Radix received a GAC Early Warning as an entire applicant, where each one of the applicants was flagged by the U.S. Government. This seems to be the only time a portfolio applicant had all of their applications warned. The issue does not deal with the technical capabilities or thematic content of their applications, but rather the inclusion of an email address associated with the US' Federal Bureau of Investigation. It seems that Radix included correspondence with this address as a recommendation with each of their applications.[4]

History edit

.Home Application Sold edit

In the first instance of an application being sold, the application originally submitted by DotHome / CGR E-Commerce Ltd was amended to remove all references to that company and its leadership and were replaced with references to Dothome Ltd. (Defender Direct). The original application was associated with the industry veterans Constantine Roussos and Tina Dam. The new applicant is the second largest home security company in the U.S. The changes to the applications were part of 29 application amendments approved by ICANN.[5]

GoDaddy Withdraws edit

The company had originally applied for .home, but in March 2013, the company announced that it was withdrawing its applications for .casa and .home, and only sticking with its Brand TLD application for .godaddy. It was noted that it was withdrawing its applications to focus on its core registrar business, thereby removing competition with competitive applicants it could work with as future registries and eliminating concerns that it will promote its own TLDs ahead of others'. The announcements were made at an event, Registry Days, meant to open a dialogue between the world's largest registrar and new gTLd applicants.[6] The applications were withdrawn in time to receive a 70% refund for each of the $185,000 application fees.
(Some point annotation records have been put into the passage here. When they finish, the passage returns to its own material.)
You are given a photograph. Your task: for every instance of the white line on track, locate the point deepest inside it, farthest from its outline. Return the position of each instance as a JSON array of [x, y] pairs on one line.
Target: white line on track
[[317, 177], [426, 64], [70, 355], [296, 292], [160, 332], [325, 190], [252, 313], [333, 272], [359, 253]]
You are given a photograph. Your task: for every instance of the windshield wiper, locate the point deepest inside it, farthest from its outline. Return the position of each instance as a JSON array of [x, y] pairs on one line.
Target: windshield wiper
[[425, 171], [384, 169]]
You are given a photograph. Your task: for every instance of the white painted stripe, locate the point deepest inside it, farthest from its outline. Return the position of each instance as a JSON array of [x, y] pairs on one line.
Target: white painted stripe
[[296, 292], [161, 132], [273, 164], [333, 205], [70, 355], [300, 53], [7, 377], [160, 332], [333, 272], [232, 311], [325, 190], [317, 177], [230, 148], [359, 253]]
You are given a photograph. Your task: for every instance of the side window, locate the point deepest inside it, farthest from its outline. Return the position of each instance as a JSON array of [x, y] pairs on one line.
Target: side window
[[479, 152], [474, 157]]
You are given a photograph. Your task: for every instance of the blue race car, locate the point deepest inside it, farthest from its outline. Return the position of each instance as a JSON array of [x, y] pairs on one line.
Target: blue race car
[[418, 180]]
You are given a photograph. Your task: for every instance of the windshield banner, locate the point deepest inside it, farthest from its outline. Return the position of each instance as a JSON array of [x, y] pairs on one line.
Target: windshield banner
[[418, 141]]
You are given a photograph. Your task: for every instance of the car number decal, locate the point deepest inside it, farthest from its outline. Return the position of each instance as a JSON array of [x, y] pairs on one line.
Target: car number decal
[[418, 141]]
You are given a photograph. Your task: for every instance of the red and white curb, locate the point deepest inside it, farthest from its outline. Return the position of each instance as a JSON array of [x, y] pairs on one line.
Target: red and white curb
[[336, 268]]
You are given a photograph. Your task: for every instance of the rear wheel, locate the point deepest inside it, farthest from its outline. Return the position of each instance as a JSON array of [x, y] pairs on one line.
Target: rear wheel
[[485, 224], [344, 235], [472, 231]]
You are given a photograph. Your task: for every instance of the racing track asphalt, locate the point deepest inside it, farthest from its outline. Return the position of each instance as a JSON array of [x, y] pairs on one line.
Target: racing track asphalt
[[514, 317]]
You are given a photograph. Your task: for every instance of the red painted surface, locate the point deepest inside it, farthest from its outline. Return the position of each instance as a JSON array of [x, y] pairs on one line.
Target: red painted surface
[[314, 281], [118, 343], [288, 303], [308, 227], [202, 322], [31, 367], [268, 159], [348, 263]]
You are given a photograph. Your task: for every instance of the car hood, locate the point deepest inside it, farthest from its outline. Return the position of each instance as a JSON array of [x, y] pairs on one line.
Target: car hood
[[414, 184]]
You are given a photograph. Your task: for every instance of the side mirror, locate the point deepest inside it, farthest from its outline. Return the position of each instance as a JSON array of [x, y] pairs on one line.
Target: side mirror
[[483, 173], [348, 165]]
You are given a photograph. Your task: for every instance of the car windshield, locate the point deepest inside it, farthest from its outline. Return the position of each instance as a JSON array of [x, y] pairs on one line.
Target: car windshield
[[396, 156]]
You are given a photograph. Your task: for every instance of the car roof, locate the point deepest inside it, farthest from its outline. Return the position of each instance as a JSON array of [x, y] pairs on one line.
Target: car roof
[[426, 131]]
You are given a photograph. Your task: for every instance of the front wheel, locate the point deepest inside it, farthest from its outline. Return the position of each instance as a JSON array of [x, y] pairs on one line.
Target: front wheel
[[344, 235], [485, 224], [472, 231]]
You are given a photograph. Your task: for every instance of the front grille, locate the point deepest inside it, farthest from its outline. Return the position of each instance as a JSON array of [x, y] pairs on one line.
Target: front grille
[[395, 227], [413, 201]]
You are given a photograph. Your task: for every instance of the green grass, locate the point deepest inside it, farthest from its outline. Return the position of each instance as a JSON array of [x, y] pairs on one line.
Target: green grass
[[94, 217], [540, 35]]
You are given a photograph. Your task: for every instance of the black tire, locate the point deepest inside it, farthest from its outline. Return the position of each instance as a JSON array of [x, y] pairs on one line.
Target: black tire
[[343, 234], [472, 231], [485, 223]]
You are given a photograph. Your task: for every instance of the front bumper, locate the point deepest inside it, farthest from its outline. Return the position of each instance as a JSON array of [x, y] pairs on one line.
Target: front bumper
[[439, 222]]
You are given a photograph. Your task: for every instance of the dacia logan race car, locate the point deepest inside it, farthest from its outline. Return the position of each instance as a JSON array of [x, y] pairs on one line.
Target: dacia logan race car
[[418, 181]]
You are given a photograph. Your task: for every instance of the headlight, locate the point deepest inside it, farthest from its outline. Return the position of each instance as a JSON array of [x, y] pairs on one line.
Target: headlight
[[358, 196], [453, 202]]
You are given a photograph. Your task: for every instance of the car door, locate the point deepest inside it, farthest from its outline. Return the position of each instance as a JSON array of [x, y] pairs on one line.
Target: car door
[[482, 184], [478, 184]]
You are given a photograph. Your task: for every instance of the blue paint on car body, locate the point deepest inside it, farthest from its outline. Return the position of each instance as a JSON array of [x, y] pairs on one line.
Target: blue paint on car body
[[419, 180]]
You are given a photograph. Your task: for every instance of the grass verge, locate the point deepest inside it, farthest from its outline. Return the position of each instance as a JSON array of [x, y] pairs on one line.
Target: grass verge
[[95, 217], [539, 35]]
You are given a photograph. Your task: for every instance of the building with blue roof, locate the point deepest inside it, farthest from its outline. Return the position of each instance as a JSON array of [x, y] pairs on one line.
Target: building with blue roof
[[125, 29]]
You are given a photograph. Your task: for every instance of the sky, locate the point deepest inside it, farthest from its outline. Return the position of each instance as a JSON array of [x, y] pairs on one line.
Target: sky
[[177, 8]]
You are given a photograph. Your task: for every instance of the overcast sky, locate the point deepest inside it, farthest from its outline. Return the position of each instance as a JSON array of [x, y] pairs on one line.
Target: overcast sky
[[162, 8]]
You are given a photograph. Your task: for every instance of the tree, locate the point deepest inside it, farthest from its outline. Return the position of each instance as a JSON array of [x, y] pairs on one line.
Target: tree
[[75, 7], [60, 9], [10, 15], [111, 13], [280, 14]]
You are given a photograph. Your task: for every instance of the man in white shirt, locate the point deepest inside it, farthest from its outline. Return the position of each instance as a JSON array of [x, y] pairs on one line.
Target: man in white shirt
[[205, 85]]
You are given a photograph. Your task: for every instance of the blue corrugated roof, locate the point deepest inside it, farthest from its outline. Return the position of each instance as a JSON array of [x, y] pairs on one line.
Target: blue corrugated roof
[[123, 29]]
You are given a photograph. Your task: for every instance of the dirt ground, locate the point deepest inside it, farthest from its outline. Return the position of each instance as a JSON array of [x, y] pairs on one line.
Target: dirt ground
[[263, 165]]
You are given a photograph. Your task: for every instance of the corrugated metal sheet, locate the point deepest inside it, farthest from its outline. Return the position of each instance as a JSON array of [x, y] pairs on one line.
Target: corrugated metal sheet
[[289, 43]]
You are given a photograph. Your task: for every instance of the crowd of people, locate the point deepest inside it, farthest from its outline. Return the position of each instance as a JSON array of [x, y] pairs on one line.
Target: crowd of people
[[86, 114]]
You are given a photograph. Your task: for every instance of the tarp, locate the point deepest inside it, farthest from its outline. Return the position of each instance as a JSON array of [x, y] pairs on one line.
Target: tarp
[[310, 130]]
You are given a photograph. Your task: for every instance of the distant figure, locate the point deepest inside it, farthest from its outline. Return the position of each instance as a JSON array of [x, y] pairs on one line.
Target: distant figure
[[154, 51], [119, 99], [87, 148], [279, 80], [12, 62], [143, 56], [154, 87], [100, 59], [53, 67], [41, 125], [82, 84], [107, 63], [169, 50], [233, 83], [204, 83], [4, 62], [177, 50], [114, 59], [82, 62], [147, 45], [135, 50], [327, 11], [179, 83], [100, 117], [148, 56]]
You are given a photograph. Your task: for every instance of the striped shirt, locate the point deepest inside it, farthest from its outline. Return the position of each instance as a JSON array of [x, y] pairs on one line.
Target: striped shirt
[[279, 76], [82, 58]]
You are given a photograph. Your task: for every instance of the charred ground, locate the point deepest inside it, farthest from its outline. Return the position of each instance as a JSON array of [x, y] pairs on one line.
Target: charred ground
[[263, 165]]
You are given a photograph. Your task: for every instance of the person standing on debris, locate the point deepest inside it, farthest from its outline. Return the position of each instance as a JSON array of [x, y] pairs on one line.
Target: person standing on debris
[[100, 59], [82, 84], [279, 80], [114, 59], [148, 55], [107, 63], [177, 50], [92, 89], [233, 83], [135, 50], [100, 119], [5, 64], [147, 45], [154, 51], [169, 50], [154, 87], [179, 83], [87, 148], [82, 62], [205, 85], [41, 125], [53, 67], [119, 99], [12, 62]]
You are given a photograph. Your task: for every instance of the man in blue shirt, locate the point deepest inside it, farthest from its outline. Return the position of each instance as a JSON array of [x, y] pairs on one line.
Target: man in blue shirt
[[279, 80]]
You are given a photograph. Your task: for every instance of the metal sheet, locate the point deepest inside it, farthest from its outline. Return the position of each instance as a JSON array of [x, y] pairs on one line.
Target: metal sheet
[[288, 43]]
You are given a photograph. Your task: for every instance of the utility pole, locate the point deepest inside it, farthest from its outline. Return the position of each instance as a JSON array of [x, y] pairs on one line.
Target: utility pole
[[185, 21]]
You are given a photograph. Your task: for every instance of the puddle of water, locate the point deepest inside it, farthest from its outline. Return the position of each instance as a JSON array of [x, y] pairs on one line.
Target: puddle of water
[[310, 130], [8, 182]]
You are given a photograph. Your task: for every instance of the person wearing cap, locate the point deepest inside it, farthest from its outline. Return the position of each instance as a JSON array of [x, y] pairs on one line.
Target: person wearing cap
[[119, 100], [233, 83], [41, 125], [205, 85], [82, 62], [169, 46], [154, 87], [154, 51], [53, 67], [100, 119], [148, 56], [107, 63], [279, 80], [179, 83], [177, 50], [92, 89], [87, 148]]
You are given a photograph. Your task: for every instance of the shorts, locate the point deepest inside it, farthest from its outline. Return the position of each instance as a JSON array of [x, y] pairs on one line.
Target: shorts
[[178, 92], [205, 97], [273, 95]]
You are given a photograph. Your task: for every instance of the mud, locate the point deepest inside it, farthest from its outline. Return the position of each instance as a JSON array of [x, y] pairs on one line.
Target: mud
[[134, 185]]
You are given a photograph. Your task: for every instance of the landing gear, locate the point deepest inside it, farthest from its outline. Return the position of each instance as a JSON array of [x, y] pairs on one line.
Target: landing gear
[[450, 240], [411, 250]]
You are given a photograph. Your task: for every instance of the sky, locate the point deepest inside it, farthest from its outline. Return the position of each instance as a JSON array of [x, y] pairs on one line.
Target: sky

Sold Application Fails IE edit

The Dothome Ltd. applicant did not pass the Initial Evaluation after failing the financial evaluation. It was eligible for Extended Evaluation, which is passed.[7]

Name Collision Concerns edit

ICANN hired firm Interisle Consulting to carry out an independent investigation on the issues that may arise from new gTLDs that are identical to TLDs being used on internal networks. The publishing of the report sparked a community-wide debate that later became known as the Name Collision issue. The firm reported at ICANN 47 that the .home, .mail, and .corp gTLDs were cause for serious concern since those strings are widely in use by internal naming systems. In response to the report, ICANN labeled the three strings as "high risk" and proposed that none of the strings be delegated until it could be proven that risk is low.[8]

In 2015, the IETF's DNS Operations committee began drafting an RFC with the intention of setting a standard of reserving .corp, .home, and .mail from general use, in deference to the exceedingly common use in intranets.[9]

On February 4, 2018, the ICANN Board issued a resolution to cease processing of all applications for the three strings. Applicants were provided a full refund of their application fee.[9]